For Her Own Good: Two Centuries of the Experts’ Advice to Women
Barbara Ehrenreich & Deirdre English
This is the OG feminist women’s health history, originally published in 1978, and updated in 2005. Barbara Ehrenreich also wrote Nickle & Dimed, and Bright-Sided, among many, many others. Her books usually take a big idea (like the middle class) and take you through how it started, how it was good, and how it went wrong, with specificity, clarity, and many mind-blowing big-picture moments. This book does the same, with the major difference being that at no point after the “professionalization” of health care were women given good information or advice.

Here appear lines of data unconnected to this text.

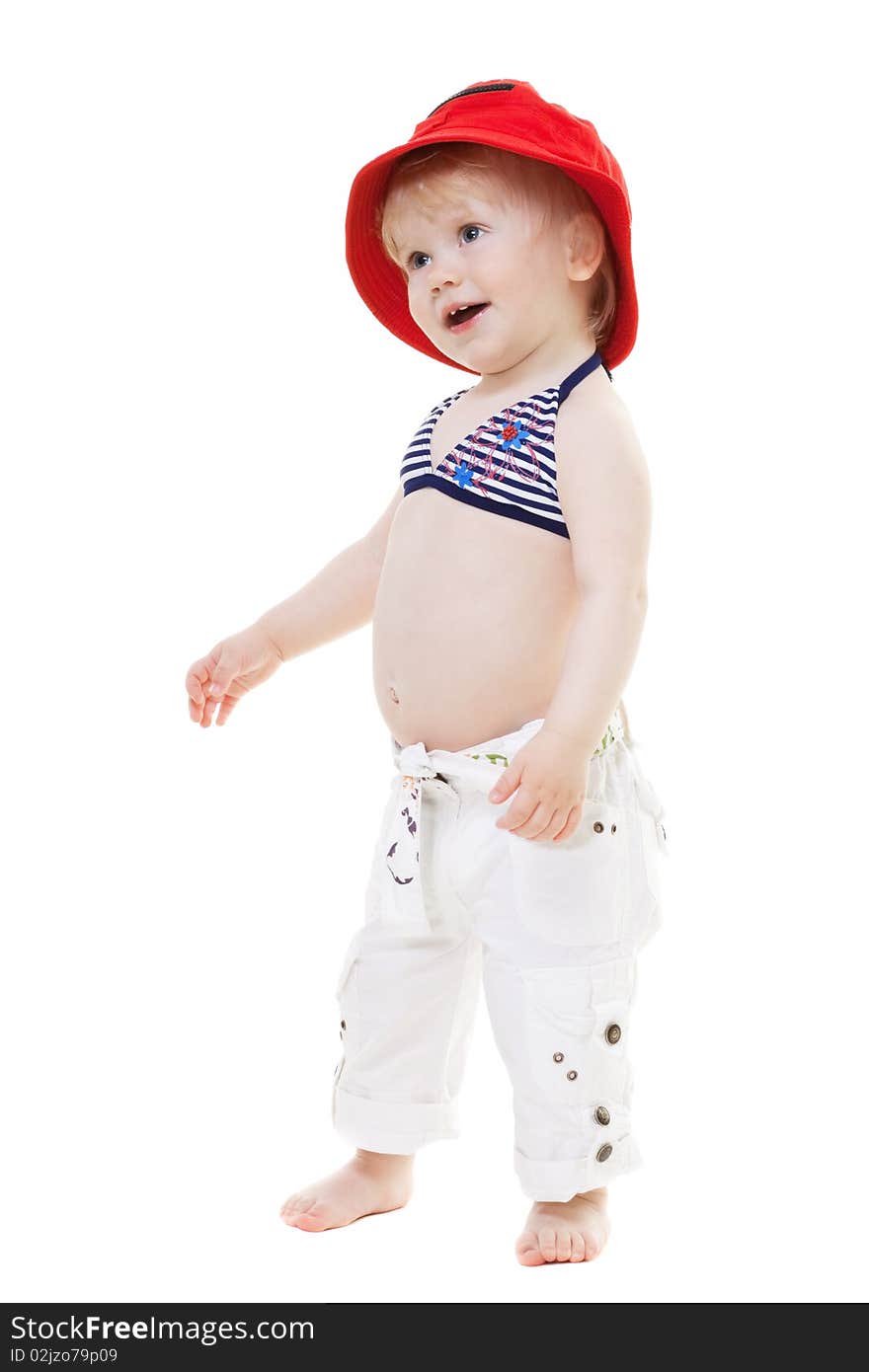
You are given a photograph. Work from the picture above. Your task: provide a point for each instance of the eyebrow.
(460, 211)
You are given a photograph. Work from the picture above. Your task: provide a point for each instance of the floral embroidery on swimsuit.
(514, 436)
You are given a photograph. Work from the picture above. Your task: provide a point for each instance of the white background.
(198, 414)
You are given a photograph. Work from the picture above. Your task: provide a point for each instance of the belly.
(470, 623)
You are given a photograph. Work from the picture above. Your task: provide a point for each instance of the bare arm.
(338, 600)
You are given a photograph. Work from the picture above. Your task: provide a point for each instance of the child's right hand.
(229, 671)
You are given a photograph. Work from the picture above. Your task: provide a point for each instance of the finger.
(556, 823)
(570, 826)
(196, 683)
(227, 706)
(221, 672)
(528, 823)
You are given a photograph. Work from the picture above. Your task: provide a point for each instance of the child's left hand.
(549, 777)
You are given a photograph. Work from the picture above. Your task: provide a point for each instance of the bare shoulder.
(596, 428)
(604, 489)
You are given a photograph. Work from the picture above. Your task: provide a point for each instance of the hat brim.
(383, 288)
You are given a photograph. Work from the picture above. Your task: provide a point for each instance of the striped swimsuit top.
(507, 464)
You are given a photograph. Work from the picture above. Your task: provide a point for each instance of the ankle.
(384, 1161)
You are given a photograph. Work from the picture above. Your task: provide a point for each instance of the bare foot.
(565, 1231)
(366, 1184)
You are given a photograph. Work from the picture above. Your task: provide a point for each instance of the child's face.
(474, 247)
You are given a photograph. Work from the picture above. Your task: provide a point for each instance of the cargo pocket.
(576, 1041)
(574, 892)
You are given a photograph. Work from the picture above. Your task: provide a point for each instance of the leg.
(407, 1002)
(559, 969)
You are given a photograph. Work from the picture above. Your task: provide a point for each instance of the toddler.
(506, 582)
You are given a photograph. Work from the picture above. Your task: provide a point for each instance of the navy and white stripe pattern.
(507, 464)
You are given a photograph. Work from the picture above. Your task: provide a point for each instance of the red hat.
(502, 114)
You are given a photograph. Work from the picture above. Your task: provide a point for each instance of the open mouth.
(468, 312)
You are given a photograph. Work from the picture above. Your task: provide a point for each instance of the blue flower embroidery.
(463, 474)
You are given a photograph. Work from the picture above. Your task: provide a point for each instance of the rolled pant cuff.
(565, 1181)
(389, 1126)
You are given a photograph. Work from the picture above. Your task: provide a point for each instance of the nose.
(442, 271)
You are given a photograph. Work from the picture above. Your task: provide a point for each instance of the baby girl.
(506, 583)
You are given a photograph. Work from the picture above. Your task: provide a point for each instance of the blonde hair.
(541, 190)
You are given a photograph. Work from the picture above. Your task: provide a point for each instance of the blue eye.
(474, 227)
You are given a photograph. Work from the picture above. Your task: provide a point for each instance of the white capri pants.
(552, 928)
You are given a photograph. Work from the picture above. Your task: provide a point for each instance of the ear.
(585, 246)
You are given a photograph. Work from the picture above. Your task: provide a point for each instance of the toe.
(296, 1203)
(546, 1245)
(527, 1250)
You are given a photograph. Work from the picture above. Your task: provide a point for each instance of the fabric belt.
(403, 894)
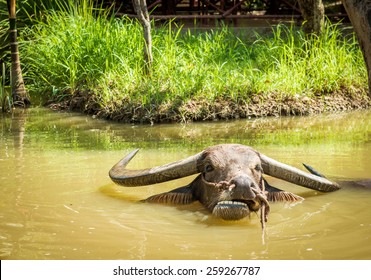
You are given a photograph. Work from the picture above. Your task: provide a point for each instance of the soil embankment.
(222, 109)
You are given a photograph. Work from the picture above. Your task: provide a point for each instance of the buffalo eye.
(209, 168)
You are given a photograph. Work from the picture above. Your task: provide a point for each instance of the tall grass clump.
(296, 63)
(85, 48)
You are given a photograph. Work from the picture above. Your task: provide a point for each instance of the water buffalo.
(230, 183)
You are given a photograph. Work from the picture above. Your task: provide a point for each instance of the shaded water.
(57, 201)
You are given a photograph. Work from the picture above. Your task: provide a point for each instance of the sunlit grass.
(84, 48)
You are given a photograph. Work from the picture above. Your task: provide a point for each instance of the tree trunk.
(140, 7)
(19, 93)
(313, 13)
(359, 13)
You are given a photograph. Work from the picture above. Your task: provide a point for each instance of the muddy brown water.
(57, 201)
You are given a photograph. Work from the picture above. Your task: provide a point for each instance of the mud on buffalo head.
(230, 183)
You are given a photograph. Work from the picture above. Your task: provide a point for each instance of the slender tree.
(359, 13)
(19, 93)
(141, 10)
(313, 13)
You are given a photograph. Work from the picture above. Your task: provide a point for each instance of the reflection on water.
(58, 203)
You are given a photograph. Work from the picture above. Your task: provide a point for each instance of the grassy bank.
(95, 63)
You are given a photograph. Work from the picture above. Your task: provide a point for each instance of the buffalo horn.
(131, 178)
(296, 176)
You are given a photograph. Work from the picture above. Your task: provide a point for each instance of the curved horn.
(182, 168)
(296, 176)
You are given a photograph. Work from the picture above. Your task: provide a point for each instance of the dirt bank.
(222, 109)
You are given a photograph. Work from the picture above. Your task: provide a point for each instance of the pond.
(58, 202)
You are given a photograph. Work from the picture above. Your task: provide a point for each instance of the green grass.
(84, 48)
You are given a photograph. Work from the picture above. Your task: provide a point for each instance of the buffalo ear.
(275, 194)
(182, 195)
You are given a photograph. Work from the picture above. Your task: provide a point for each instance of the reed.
(87, 48)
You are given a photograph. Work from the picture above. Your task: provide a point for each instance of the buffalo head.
(230, 183)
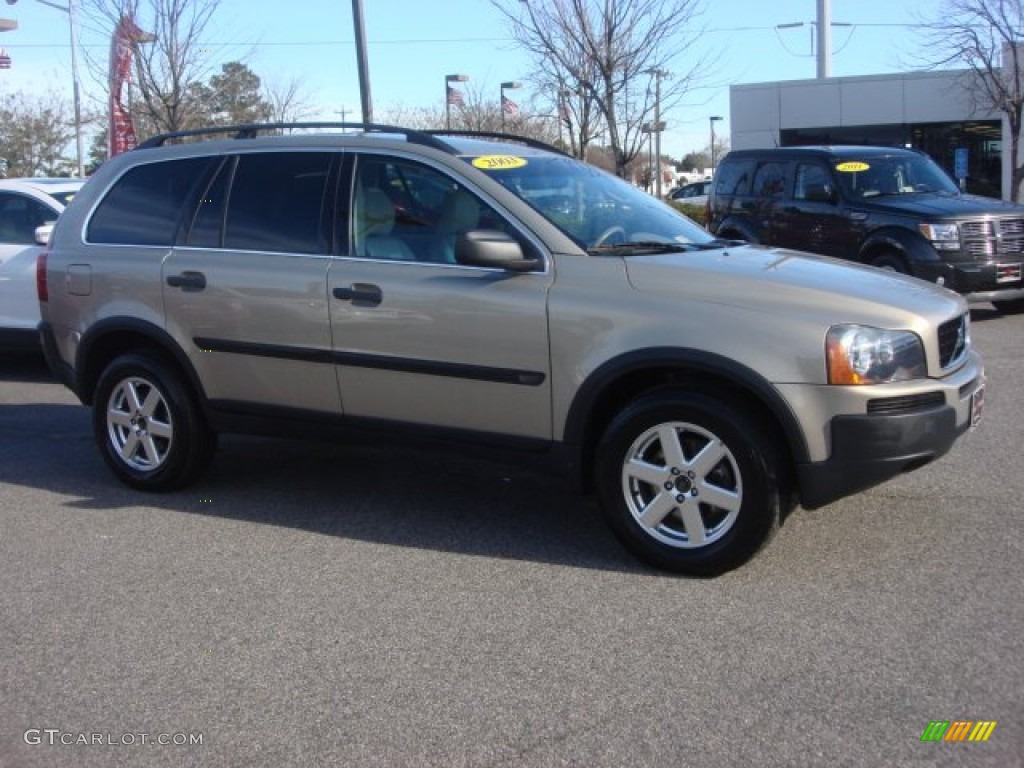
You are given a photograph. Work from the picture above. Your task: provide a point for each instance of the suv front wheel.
(688, 483)
(148, 428)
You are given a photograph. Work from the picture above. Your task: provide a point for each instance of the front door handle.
(187, 281)
(360, 294)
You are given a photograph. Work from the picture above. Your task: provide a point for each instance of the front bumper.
(871, 449)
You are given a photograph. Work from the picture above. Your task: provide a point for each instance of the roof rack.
(251, 130)
(536, 143)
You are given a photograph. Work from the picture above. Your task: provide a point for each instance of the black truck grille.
(990, 238)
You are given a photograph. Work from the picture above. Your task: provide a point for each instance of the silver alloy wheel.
(139, 424)
(682, 484)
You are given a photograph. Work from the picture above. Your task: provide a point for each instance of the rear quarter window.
(144, 206)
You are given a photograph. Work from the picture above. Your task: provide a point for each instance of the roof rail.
(536, 143)
(251, 130)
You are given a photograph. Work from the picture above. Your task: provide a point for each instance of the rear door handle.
(363, 294)
(187, 281)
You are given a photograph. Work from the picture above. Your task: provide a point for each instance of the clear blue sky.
(413, 44)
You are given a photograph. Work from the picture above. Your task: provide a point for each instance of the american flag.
(509, 107)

I read this early in my research, and I’m glad I did - it gave me a much better understanding of the whole of the history of women’s health care, inflection points where it COULD have gotten better, but instead got worse, and specific people that I could get really mad at about it (even if they’re dead now). After reading this, I felt MUCH more oriented and had lots of ideas of where to focus my research on next.
Something I highlighted in this book:
“From swapping medical horror stories, women’s circles moved on to swapping their own home remedies, and from there to seeking more systematic ways to build their knowledge and skills. There were ‘Ladies’ Physiological Societies,’ where women gathered in privacy to learn about female anatomy and functioning - something like the ‘know-your-body’ courses offered by the the women’s movement in the ninteen-seventies.”

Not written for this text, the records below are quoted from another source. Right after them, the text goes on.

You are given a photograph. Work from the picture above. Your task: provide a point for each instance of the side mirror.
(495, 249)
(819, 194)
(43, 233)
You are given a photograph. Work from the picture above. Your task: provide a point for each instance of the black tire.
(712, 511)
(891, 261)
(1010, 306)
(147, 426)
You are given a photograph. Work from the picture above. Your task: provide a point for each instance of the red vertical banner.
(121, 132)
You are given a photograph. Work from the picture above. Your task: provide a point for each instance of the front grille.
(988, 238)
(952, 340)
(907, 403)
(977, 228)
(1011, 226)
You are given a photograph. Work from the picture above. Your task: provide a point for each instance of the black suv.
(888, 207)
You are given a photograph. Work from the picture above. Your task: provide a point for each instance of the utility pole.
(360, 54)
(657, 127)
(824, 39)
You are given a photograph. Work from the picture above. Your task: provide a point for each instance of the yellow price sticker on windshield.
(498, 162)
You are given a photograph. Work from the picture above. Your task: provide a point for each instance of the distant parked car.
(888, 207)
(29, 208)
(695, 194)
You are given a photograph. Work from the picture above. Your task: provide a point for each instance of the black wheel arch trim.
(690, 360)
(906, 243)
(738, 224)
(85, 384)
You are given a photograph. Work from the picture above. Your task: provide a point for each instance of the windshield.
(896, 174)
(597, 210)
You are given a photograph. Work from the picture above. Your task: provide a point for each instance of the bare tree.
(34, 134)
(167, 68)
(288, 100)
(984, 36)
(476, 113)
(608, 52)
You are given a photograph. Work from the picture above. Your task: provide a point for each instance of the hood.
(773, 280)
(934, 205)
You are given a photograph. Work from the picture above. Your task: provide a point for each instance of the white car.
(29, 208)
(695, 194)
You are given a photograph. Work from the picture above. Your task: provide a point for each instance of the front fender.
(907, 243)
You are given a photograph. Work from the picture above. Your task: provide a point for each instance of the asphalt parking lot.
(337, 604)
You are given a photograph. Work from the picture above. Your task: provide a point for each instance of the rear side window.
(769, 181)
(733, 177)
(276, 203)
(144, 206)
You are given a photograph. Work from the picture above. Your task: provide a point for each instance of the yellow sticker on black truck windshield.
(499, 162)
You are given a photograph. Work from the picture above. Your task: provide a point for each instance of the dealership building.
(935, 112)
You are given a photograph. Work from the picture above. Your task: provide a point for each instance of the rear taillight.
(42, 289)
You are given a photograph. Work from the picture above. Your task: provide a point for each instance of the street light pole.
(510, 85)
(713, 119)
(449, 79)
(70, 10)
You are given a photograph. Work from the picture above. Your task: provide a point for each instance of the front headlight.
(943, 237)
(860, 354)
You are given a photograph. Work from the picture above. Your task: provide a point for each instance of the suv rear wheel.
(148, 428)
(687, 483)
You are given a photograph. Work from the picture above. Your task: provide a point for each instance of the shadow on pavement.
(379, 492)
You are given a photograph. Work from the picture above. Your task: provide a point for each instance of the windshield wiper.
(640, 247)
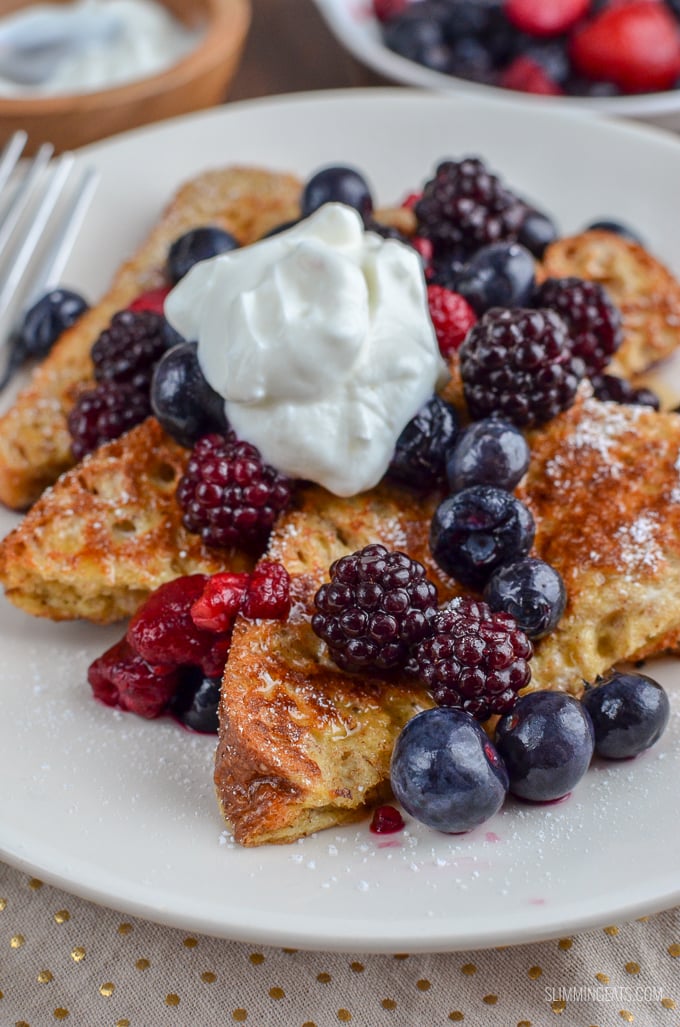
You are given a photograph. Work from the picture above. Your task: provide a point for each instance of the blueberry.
(181, 398)
(537, 232)
(488, 452)
(546, 744)
(477, 530)
(530, 590)
(194, 245)
(418, 35)
(419, 458)
(41, 327)
(337, 184)
(630, 713)
(446, 772)
(617, 228)
(195, 702)
(47, 318)
(500, 274)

Invisible Women: Data Bias In a World Designed for Men
Caroline Criado Perez
If For Her Own Good is the big-picture orientation for the history of women’s health, Invisible Women will rewire your understanding of data and information. If there is any part of you that still believes that science and technology are unbiased and equalizing and meritocratic, this book will swiftly relieve you of those incorrect beliefs. This book is not specifically about women’s health, or periods, or cramps - in fact, there’s only two chapters that address healthcare. But I’m glad I read the whole thing, as I now know that women are 17% more likely to die in a care accident then are men, because safety features are designed using crash test dummies that are designed based on the “average” male! This book’ll make you REAL MAD - I had to take 1-2 rage breaks per chapter. But if I’m gonna be fucked, I’d rather know WHY I’m fucked, how I got into the situation to be fucked, and what would have to change for me to be un-fucked.
Something I highlighted in this book:
“Some antidepressants have been found to affect women differently at different times of their cycle, meaning that dosage may be too high at some points and too low at others.”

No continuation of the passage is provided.